Immortal Diamond – Introduction

We are not gathering for our discussion tonight. Next Tuesday, April 23, we will begin our study of Richard Rohr’s book: Immortal Diamond: The Search for Our True Self.  This will be our fifth year in engaging with the Christian contemplative tradition during Eastertide. 

Fr. Rohr (b.1943) is a Franciscan (Roman Catholic) priest and the founder of the Center for Action and Contemplation in Albuquerque, New Mexico. His book is about transformation and how the Resurrection of Jesus Christ is not simply a historical event, but, more importantly, is a present reality in which we can participate. As Paul writes, we are crucified with Christ and Christ was raised from the dead so that we too might walk in a new and transformed life. Rom 6:4-11. For if anyone is in Christ, he is a new creation, and the old has passed away. 2 Cor. 5:17. Particularly during the Easter season we are called to die to our old ego-centric self, and be resurrected and transformed into a new Christ-centric self.  It is this Christ-centric self that is Rohr’s Immortal Diamond.

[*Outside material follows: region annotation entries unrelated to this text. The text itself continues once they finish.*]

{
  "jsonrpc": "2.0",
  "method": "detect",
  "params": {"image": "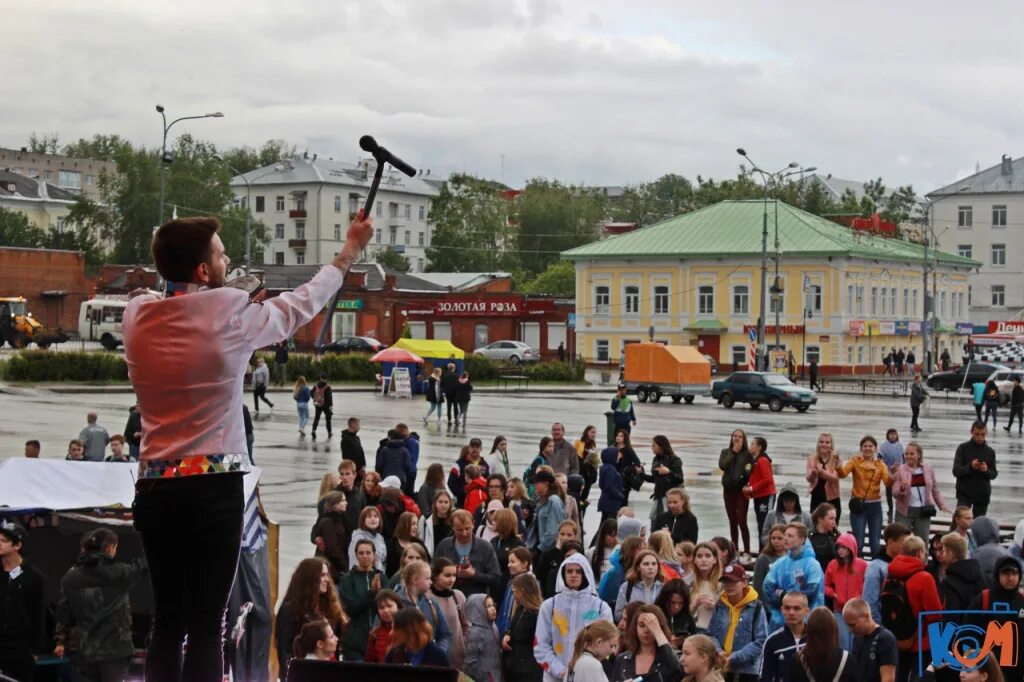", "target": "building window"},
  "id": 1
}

[623,285,640,315]
[654,285,669,315]
[732,285,751,315]
[992,206,1007,227]
[956,206,974,227]
[594,287,611,313]
[697,287,715,315]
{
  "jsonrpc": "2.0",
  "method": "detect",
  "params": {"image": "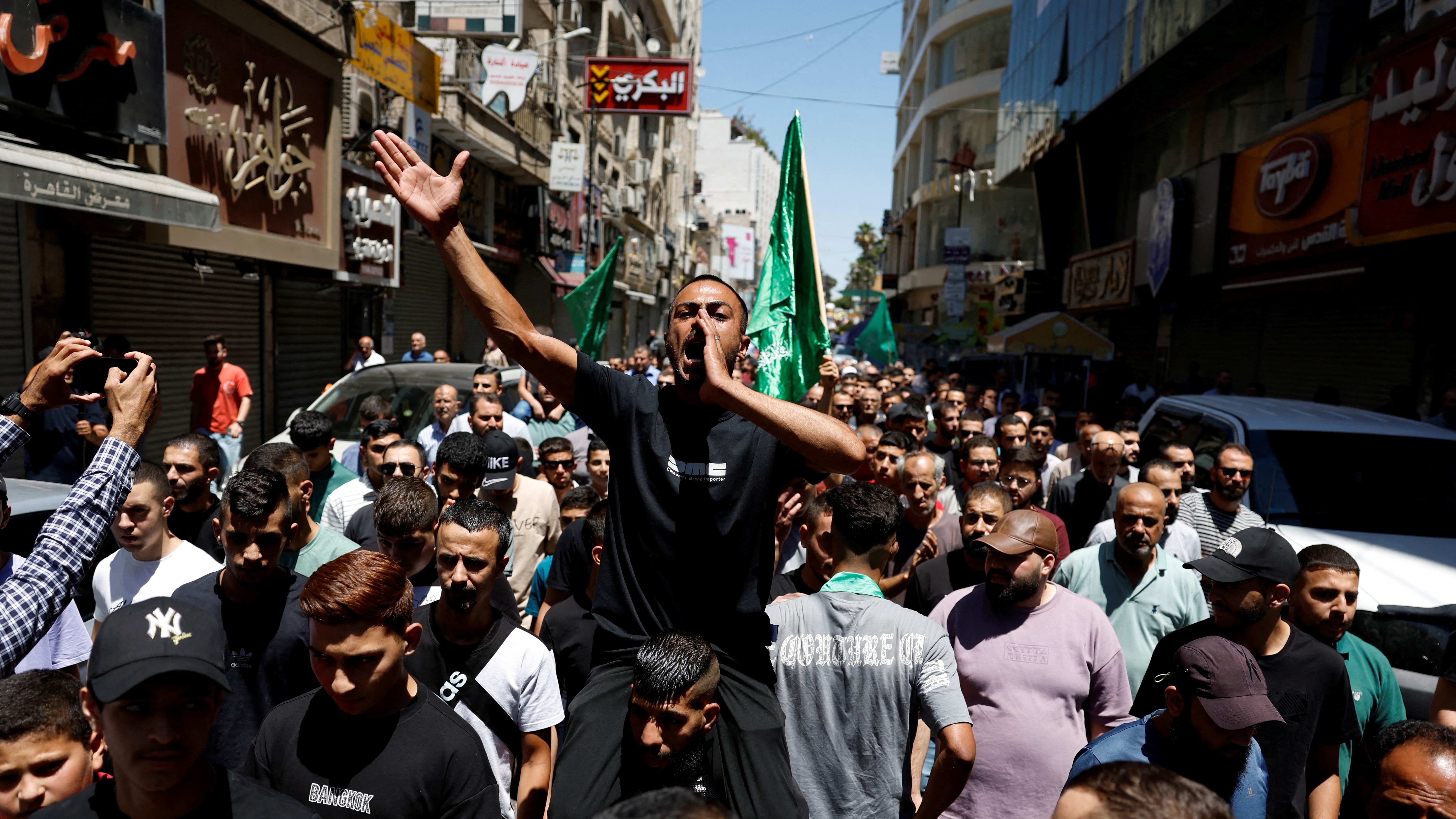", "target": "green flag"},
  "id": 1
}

[747,112,828,401]
[562,236,622,359]
[855,294,900,364]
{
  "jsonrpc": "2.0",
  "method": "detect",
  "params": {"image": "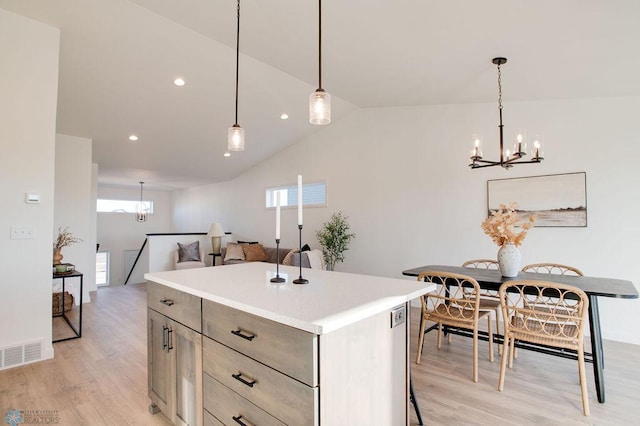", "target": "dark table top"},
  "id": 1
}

[53,270,82,278]
[402,265,638,299]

Rohr’s teachings, both in the book and otherwise, are based upon what he calls the Perennial Tradition.  This Tradition consists of three pillars.  First, there is a Divine Reality underneath and inherent in all things. See, Col. 1:15-20, 27Acts 17:28.  God does not exist somewhere out there, rather the divine essence pervades all of creation.  As Jesus says, the “Kingdom of God is within you.” Luke 20:21.

The second pillar is a recognition that there is a longing in every human soul for this Divine Reality. See, Rom. 8:22Acts 17:27.  All cultures have religions and rites and philosophies that attempt to connect with this Reality. This longing is seen from the most basic animistic religions to the philosophies of Plato or the Tao. In the Scriptures, we see this most clearly in Luke’s description of Mars Hill in Athens.  Acts 17:16-34.

The third pillar of the Perennial Tradition is that the final goal of existence is union with the Divine Reality. See, 2 Peter 1:4John 1:12Gal. 4:6.  This goal is called Divinization in the Western Church and Theosis in Eastern Christianity.  It is the ancient Christian teaching that the Word of God “assumed our humanity, that that we might become as God.”  On the Incarnation, s.54. In Rohr’s book, finding the true self is finding that Divine Reality within us to that we may become participants in that Divine Reality.

Overall, the importance of the Perennial Tradition to Rohr is that it does not tell us how to get somewhere as if God resides in a spatially geographic place. Rather, this mystical and contemplative Tradition tells us simply how to be still and come to know God. Ps. 46:10.  Our ultimate calling is not to do great things or believe certain propositions, but to awaken to the reality that is within us, so that we may have eyes that see (Isa. 6:10) the light that is Christ (John 8:12).

If you know of anyone that is “spiritual but not religious,” this is a wonderful introduction to Christian spirituality. Rohr draws on a very broad spiritual tradition and (unlike me) he generally avoids head-knowledge discussions but focuses on heart-knowledge matters.  This makes the book very approachable, particularly for people without a strong religious background.


                April 23 – Invitation and Chapter 1 “What is the ‘True Self’”

                April 30 – Chapter 2 “What is the ‘False Self’”

                May 7 – Chapter 3 “What Dies and Who Lives” and Chapter 4 “The Knife Edge of Experience”

                May 14 – Chapter 5 “Thou Art Thou” and Chapter 6 “If It Is True, It Is True Everywhere”

                May 21 – Chapter 7 “Enlightenment at Gunpoint”

                May 28 – Chapter 8 “Intimate with Everything” and Chapter 9 “Love Is Stronger Than Death”

By God’s power, presence, and essence, God is the One whose center is everywhere and whose circumference is nowhere. God exists uncircumscribed in everything. . . . God is, therefore, all inclusive. God is the essence of everything. God is most perfect and immense: within all things, but not enclosed; outside all things, but not excluded; above all things, but not aloof; below all things, but not debased. Finally, therefore, this God is all in all (1 Cor. 15:28). . . . Consequently, from him, through him and in him, all things exist.